Automatically find and extract data that is locked in emails, attachments, images, documents and archives.
Documents contain data.
Sphereon offers functions that get exceptional results in extracting data from digital documents by using and combine different technologies and multiple engines for:
- Optical Character Recognition (OCR)
- Handwritten Character Recognition (ICR)
- Barcode and QR-code Recognition
- Optical Mark Recognition (OMR)
Data Extraction
Sphereon offers functions to capture data from both structured documents, such as Forms and Questionnaires, but also from more difficult unstructured documents, such as e-mail, correspondence, requests, complaints, invoices, orders, etc, where the data is not on a fixed spot, but can be anywhere in the document.
Sphereon offers several functions for data extraction:
Format extraction
By using Regular Expressions values can be found in a document.
For example a valid Visa card: ^4[0-9]{12}(?:[0-9]{3})?$
All Visa card numbers start with a 4. New cards have 16 digits. Old cards have 13.
Key-Value extraction
Regular Expressions can also be used to specify a key value, f.i. ‘Invoice Number’, and the value that needs to be extracted. Sphereon is also able to evaluate the relative position between the Key and the Value, like ‘Right of’, ‘Below’, etc., and score the results based on that.

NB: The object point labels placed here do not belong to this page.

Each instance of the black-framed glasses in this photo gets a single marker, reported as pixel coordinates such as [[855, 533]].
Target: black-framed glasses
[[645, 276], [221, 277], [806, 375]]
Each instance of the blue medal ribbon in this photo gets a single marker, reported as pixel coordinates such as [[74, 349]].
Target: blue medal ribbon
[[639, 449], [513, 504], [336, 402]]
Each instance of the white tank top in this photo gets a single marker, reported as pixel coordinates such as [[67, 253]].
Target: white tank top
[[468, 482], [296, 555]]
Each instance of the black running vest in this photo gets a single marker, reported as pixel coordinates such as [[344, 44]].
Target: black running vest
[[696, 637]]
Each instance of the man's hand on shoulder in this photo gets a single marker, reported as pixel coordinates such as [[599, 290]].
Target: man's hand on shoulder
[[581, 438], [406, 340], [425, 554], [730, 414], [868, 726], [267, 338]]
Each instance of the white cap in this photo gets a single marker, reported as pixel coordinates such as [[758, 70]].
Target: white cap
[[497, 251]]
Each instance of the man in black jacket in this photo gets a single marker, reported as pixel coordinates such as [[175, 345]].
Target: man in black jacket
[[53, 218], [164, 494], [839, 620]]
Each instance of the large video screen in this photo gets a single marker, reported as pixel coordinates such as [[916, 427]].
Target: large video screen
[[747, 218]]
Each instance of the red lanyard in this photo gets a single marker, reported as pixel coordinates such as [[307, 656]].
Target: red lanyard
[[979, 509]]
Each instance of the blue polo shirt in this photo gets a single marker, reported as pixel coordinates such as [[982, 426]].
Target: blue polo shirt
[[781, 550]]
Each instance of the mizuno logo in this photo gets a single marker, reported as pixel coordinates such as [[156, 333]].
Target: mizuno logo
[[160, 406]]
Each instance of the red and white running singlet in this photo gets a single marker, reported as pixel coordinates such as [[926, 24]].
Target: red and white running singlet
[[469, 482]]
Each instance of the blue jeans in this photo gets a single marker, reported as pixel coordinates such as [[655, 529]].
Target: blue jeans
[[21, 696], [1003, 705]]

Knowledge Base assisted extraction
Using our Knowledge Base system for extraction increases the results of the extraction over time. It also can evaluate other dimensions in deciding the best possible result, such as formats, historical results and relationships with other data.
Data Validation
To confirm the data or to increase the confidence of the recognized data, several functions are available for validating the captured data:
Format checks
Regular Expressions enable checks — from simple to complex — on the format of the data. For example simply checking for numbers to complex checks for example the validity of an IBAN code. Or splitting a value into multiple values or substitution of data.
Database lookups
One of the most powerful checks is a validation of a value against the known data in a trusted database. This also enables the retrieval of data from a database and adding those as additional data to a document.
Validation rules, Business Rules
Logical validation checks can be performed by using validation rules, also known as Business Rules Management (BRMS). Checks like Net Amount + VAT amount = Gross Amount. Or is a Last Name found the same as the Last Name retrieved from a database using the Policy Number.
User validation
When no automatic checks are possible, or give not enough confidence or conflicting results or even fail, documents and data can be manually checked by users. Or even be checked “blind” by multiple users.
Knowledge bases
Data can be processed into Knowledge Bases during validation. Combining the results of the different checks with user input “teach” the system and make the system “smarter”.